Equally, once customers have sated their initial desires to have, own and feel good, about certain ‘new’ brands, malls have to work harder to give them a heightened or differentiated experience.
Take a recent repositioning project we completed for Ivanhoe Cambridge and the Bailian Group in Changsha, Hunan province. By no means can this mall compete in decorative terms with contemporaries in Shanghai but, within its context, the transformation from a dark, badly-planned, locally-tenanted, anonymous mall to a clean, visually exciting, modern and most importantly, the only H&M, Zara tenanted mall in Hunan province, completely animated the target late teen local customer base, energised with their first taste of having a disposable income.
Look then to IAPM in Shanghai. This project seeks to appeal to the established and savvy first tier China customer base, well-versed in their couture shopping experience. Cleverly, the interior is both white reserved chic and highly decorative: a design statement, because this differentiates the mall from the existing high-end branded couture malls within walking distance. It is decoratively glitzy by direct comparison to its neighbours but, to pose the killer question, is it actually providing enough of a new experience for the customer? Is the differentiator of a decorative investment enough to maintain a market position for long when other new malls in the same area are changing the experience of shopping into an entirely different entertainment/ arts/ urban farm experience, such as K11 on the same Huaihai strip?

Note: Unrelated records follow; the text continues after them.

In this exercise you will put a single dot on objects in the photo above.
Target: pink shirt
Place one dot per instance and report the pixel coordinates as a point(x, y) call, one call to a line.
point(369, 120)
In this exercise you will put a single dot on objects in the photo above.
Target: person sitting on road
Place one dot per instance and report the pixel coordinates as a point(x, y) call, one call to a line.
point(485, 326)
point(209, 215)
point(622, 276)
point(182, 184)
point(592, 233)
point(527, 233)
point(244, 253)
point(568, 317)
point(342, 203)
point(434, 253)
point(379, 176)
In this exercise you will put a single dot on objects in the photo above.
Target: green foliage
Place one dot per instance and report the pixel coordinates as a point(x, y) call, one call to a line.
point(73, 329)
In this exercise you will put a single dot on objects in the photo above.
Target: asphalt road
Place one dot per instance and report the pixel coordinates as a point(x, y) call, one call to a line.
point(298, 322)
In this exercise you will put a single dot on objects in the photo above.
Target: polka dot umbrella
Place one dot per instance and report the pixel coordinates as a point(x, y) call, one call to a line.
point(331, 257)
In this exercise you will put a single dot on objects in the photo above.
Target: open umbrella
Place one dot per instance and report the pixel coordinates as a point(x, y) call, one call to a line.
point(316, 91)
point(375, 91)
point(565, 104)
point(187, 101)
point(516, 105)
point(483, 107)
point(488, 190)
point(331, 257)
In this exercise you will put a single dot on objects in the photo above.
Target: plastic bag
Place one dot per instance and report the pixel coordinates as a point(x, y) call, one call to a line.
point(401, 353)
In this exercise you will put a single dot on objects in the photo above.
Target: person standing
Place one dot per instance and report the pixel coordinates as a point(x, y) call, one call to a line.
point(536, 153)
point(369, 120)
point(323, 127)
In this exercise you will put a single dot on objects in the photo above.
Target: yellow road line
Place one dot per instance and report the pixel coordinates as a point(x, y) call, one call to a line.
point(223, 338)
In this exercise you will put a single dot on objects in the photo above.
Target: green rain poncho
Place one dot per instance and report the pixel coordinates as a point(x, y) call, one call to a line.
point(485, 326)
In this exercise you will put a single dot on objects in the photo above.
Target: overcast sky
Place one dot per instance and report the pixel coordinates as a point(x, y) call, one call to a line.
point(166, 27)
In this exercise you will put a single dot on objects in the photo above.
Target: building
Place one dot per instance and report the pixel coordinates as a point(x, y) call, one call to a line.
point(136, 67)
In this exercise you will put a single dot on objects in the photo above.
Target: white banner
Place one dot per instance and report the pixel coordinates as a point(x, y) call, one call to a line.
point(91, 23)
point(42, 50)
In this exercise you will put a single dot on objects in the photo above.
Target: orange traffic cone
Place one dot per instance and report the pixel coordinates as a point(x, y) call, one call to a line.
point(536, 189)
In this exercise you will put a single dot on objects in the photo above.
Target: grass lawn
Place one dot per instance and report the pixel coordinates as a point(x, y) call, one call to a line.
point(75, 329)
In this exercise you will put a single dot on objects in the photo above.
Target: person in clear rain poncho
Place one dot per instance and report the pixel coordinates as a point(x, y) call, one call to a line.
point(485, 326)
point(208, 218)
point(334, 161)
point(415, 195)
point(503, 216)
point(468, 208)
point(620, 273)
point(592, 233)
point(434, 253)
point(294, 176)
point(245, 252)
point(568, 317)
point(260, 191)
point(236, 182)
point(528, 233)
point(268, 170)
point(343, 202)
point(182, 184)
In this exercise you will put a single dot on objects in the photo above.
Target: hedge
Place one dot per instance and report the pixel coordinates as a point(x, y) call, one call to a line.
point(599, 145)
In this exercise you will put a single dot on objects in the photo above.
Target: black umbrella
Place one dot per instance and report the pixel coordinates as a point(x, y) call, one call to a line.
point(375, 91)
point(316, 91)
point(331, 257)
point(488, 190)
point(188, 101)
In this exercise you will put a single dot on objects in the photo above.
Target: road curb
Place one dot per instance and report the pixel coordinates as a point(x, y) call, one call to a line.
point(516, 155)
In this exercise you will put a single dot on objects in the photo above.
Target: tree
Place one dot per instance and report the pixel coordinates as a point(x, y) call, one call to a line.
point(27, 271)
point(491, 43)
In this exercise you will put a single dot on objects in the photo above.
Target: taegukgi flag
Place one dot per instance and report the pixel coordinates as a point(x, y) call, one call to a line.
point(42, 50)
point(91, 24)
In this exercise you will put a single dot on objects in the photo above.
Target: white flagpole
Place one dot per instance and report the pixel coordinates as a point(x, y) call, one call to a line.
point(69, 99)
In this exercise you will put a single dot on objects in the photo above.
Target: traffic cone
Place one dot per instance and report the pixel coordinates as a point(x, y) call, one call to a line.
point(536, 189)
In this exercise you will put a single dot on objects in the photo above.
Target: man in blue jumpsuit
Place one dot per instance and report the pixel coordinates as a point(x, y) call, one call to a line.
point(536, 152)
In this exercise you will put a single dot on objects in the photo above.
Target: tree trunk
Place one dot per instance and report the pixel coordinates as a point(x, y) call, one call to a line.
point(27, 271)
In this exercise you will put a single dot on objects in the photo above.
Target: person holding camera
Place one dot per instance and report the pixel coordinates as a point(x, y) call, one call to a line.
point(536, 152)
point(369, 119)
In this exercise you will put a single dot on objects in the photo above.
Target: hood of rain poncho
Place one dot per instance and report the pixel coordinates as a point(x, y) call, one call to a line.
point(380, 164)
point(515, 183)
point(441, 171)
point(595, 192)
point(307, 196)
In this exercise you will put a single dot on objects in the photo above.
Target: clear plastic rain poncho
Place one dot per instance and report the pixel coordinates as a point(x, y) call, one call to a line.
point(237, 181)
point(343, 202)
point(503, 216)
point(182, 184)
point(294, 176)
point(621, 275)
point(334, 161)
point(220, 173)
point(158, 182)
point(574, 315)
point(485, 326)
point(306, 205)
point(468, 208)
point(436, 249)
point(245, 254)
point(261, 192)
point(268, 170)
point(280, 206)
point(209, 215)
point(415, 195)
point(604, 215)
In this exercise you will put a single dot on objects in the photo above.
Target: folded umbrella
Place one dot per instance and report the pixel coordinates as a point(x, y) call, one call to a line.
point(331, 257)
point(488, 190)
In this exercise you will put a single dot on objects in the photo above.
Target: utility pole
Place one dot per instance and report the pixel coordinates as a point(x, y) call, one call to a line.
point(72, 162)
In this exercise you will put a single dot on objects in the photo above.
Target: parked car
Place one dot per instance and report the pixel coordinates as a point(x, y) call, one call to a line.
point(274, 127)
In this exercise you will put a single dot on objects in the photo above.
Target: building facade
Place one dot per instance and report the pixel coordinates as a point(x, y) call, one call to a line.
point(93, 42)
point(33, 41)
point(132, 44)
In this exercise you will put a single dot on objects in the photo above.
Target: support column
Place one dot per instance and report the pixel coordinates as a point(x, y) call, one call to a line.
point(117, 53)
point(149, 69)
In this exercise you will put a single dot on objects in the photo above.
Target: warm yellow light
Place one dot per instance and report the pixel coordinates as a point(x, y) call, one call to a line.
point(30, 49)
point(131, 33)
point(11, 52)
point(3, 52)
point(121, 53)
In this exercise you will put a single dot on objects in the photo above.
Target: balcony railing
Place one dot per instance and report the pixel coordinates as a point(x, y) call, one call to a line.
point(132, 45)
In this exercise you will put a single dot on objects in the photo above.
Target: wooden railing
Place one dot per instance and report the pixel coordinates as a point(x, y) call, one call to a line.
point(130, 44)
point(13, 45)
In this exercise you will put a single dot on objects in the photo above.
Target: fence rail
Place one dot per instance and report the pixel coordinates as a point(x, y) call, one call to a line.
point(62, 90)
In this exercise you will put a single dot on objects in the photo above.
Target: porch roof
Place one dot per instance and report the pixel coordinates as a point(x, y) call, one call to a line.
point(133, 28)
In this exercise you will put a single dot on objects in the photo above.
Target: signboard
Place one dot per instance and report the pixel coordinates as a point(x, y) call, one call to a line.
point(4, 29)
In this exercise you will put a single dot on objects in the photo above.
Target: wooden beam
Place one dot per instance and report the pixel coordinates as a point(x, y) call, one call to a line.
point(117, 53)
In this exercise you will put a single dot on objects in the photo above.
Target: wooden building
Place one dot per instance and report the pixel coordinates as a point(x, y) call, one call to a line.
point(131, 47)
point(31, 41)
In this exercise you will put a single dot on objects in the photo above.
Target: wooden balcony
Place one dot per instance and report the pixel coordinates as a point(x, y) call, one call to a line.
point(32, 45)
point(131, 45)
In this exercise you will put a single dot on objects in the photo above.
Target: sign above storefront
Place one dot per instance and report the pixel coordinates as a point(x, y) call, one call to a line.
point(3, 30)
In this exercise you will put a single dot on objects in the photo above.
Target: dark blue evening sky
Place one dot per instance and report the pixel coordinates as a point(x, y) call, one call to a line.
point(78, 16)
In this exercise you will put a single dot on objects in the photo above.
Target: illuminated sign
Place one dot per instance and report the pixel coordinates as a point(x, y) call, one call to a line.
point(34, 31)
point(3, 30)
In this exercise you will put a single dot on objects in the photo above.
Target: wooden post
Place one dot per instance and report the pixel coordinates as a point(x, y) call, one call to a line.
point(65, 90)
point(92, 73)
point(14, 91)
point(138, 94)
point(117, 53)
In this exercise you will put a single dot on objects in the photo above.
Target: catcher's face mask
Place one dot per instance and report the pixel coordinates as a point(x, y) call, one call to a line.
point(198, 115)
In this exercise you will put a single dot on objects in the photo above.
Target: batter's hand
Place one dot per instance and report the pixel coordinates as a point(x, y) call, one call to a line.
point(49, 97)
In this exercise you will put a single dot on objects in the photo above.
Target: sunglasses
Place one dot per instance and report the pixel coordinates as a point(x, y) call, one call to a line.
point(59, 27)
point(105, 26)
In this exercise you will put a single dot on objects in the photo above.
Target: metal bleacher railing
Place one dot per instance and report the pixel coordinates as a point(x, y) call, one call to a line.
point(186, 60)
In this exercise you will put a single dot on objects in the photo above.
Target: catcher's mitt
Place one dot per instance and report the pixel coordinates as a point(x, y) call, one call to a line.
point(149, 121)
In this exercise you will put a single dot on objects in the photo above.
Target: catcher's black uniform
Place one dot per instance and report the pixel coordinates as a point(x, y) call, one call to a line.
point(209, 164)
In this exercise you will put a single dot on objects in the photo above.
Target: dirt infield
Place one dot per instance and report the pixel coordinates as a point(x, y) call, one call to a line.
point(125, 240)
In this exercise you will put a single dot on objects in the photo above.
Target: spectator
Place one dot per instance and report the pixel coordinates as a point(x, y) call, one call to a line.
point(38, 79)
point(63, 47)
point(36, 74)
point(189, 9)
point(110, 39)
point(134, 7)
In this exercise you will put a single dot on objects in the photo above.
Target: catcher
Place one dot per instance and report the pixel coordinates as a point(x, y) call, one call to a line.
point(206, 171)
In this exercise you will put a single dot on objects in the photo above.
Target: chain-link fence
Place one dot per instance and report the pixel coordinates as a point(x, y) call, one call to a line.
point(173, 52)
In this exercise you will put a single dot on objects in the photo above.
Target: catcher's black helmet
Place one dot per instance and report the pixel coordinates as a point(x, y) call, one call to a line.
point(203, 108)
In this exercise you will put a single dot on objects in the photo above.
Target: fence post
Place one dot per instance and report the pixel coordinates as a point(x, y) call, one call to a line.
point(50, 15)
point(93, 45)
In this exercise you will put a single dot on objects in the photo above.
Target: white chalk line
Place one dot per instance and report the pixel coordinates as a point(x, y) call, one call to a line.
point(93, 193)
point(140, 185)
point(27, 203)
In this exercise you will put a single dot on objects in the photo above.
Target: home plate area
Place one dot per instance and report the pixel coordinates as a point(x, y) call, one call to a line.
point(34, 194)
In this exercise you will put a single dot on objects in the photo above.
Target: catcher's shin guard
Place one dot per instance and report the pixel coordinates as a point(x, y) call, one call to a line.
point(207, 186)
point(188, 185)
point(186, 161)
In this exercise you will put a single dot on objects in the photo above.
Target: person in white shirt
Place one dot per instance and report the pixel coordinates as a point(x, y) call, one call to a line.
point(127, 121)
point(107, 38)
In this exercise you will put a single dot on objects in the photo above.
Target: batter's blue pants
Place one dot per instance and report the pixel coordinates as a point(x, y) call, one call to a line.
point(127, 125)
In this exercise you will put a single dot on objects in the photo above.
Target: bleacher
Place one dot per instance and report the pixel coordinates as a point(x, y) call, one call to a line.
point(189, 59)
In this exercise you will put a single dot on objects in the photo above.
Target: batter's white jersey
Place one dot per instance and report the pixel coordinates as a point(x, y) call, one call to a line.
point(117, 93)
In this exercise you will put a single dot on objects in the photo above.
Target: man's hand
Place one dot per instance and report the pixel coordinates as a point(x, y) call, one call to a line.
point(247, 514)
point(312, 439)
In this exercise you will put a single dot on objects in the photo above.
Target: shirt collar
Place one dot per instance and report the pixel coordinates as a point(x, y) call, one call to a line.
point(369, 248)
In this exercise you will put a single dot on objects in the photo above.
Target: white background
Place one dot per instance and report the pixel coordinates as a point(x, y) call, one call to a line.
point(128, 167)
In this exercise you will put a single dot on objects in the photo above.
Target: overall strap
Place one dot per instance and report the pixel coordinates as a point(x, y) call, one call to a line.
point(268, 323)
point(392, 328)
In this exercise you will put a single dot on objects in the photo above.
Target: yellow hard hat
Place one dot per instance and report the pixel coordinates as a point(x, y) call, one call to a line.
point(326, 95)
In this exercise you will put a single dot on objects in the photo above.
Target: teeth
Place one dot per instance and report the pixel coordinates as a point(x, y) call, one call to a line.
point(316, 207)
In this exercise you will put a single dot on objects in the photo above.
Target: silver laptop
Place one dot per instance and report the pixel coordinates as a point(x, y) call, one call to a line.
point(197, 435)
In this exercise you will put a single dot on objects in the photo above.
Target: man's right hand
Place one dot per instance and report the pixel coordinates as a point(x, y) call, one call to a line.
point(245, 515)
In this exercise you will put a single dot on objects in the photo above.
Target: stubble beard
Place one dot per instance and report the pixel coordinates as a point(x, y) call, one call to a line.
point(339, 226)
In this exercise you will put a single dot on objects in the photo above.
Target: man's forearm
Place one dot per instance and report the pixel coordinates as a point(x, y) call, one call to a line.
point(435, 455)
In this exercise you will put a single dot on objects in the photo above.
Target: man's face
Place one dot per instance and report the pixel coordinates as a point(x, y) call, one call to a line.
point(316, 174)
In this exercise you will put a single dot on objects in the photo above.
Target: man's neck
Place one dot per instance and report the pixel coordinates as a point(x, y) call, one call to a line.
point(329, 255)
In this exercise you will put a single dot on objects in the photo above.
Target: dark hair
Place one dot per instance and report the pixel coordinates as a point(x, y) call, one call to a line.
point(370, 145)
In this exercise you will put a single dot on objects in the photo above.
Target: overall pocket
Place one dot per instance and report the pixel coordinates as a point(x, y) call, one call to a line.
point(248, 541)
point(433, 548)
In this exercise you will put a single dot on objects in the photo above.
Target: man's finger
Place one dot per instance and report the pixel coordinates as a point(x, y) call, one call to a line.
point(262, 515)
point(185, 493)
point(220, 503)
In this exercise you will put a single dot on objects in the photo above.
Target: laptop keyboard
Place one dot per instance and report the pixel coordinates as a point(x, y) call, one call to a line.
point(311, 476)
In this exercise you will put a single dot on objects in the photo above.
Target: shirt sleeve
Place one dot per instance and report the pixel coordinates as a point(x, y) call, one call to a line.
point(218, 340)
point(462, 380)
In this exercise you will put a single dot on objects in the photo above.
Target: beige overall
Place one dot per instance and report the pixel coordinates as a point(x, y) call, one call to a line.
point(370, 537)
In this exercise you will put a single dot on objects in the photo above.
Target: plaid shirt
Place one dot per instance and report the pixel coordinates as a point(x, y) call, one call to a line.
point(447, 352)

Finally, turn up the market maturity demands even further and look to Japan, now with its fifth generation emerged wealth and my current favourite glitzy mall, Tokyu Plaza Omotesando Harajuku. High-end brands, capital A architecture and an urban forest park experience on the roof – leading the glitzy Asia pack but only for now perhaps.
So, my observation is that the burden of responsibility rests with designers to keep reinventing retail space for the next generation and the next set of customer expectations aligned to the context – where, when, and catering for whom.